I have two big loves. Pinot Noir the variety, and that is an unconditional love. And Pinot Noir the wine, which is a conditional love.
As a variety, Pinot Noir is in my opinion the most articulate communicator of the personality of site and soil. It unlocks all the ancient mysteries of a particular site with an uncompromising honesty. If the site has little to say, so will the wine. If the site is a privileged one, then, in the right hands, the story the wine tells is a deep and intellectual one. Almost spiritual. For those of us with the privilege of owning our sites, and having a strong emotional connection to them, their story told through Pinot Noir can be particularly moving. I love the grape unconditionally for this ability. Each year a different story, but each year the essence of a particular place with a new interpretation. Beauty unseen by man alone, unextractable by man alone, but possible through this remarkable grape.

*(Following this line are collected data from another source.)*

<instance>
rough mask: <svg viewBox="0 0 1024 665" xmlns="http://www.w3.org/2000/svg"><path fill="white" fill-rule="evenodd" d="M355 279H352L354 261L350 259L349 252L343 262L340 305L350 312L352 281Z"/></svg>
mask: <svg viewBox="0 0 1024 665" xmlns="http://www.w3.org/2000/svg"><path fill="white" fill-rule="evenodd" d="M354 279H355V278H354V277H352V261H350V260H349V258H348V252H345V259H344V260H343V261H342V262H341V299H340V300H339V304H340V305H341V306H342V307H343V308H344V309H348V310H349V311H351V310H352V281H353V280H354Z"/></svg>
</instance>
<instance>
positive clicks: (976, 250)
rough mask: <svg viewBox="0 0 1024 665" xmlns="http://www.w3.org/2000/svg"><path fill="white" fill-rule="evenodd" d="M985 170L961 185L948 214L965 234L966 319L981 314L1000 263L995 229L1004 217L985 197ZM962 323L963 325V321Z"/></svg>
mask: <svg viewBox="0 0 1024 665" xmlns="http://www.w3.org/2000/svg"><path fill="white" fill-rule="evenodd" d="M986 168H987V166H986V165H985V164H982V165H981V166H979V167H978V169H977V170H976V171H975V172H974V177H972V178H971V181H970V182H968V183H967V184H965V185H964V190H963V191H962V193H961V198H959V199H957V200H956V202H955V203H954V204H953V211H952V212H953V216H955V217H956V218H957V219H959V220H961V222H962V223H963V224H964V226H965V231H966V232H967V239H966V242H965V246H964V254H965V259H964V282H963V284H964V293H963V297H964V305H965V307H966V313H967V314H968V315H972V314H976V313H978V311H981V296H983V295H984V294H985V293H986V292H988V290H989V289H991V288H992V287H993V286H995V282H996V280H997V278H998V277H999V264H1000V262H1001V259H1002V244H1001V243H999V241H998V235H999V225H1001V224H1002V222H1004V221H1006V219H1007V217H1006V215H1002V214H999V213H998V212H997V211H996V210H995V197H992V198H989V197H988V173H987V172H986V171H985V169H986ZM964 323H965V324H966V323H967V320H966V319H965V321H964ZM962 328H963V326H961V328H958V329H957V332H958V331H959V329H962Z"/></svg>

As a wine, I confess to respecting (often greatly), but not particularly enjoying, much of what is made from Pinot Noir outside Burgundy. As a straight varietal expression, this thin-skinned relatively unstructured grape which tends towards simple red fruit, can aspire to an unchallenging, low-brow prettiness and ease, but not much more. Only in the right place and right soils can this grape transcend the variety and become the complex, tensile, intellectual, fine literature of wine. This happens around the world in pockets, (still) overwhelmingly in Burgundy. But when Pinot Noir is great, it is to me, unmatchable. It transcends the idea of fruit and becomes an almost primal savoury expression, connecting us to all that is ancient and of the earth. It is, in this state, deeply uplifting. I love aged Bordeaux which usually reminds me of a cold Atlantic sea shore after a storm with sea-weed on the beach. Great aged Burgundy reminds me of old mankind and caves occupied for millennia. A connection with our primal roots and a real joy.